A friend of mine here in York County, Pennsylvania, and I were talking about the Civil War over dinner one evening. I gave him a copy of my new Gettysburg and Antietam human interest stories books, and we had a pleasant conversation on books, Civil War history, and a number of other interesting topics. Unlike me, who moved here from Ohio in 2001, Dick’s family has been here for several generations.
Sometime later, in looking through his old family Bible, he noticed a very old newspaper clipping, a Civil War poem written late in the 19th Century. It turned out that the poem was written by John Rice of the 208th Pennsylvania Infantry to commemorate the attack of the 200th Pennsylvania on Fort Steadman during the Petersburg siege, as well as their valor on other fields.
This led my friend and I to wonder what the connection was between his grandfather’s Bible and this old poem, and also led me to wonder why a man in the 208th PA would write a poem about another regiment. Today, with some time at lunch to do some digging, I found some answers. My friend’s great- grandfather, the Bible’s owner, was a soldier in the 200th PA – his name appears in the old muster rolls of this 1-year regiment that was raised in York, Cumberland, and Dauphin counties. I then found some more information on his grandfather in various archives, and will give him the information the next time we are together for dinner.

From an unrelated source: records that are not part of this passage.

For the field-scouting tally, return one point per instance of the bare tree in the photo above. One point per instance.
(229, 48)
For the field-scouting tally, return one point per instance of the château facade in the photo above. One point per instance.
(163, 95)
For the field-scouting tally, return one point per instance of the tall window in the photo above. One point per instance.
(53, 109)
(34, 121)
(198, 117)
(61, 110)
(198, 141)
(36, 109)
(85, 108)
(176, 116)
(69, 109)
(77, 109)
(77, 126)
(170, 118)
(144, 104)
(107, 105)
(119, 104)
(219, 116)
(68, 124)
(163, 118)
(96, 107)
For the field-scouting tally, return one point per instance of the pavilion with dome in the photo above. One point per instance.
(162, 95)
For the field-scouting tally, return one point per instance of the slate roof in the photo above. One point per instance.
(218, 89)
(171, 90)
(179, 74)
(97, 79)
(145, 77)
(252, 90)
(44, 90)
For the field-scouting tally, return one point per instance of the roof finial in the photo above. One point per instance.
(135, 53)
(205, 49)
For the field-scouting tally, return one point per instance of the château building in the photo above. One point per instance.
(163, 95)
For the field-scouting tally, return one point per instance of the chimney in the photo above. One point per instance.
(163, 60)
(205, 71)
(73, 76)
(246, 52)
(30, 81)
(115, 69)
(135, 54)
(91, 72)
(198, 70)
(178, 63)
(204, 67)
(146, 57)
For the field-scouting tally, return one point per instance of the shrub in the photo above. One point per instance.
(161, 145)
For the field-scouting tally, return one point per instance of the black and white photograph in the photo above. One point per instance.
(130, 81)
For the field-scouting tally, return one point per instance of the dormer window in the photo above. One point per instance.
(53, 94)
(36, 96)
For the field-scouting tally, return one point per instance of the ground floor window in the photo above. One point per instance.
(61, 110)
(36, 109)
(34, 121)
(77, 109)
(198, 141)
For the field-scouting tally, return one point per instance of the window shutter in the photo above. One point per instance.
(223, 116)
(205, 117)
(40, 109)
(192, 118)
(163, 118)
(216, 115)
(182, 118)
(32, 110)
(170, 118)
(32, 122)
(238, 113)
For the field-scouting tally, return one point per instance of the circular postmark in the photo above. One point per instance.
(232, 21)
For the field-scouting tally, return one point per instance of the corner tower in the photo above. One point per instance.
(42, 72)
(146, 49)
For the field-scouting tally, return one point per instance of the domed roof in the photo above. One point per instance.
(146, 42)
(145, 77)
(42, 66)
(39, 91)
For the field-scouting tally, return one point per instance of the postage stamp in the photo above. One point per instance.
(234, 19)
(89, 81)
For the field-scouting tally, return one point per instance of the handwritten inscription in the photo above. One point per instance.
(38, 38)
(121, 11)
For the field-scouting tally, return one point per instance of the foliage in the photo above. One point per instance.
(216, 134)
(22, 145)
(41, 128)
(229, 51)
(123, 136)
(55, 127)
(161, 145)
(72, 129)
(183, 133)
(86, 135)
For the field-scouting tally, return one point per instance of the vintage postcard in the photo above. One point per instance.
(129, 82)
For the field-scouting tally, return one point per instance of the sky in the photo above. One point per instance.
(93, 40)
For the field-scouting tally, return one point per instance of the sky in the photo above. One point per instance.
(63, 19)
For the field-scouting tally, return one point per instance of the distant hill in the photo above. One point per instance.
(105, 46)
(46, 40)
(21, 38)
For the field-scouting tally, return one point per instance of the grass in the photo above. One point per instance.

In Samuel Bates’ old book on the PA volunteers, I looked up the 200th PA. Lo and behold, the book includes a map (a rarity for this book!) of the fight at Fort Steadman which shows the relative position of the 200th and 208th. As the two regiments charged forward, John Rice and the men of the 208th had a clear view of the 200th as it advanced. Rice may have been an eyewitness to this attack, and he celebrated their bravery at this fight and others in his lengthy poem, which I will reproduce at some point in a future blog post.
I am a fan of old 19th Century Civil War poetry, and John Rice’s verses were new to me. I had never seen them before, or heard of a poem honoring the 200th, one of York County’s own regiments.
The moral – get out those old diaries, Bibles, letters, steamer trunks, etc. and have a look. You might find some connection to your ancestors’ Civil War heritage!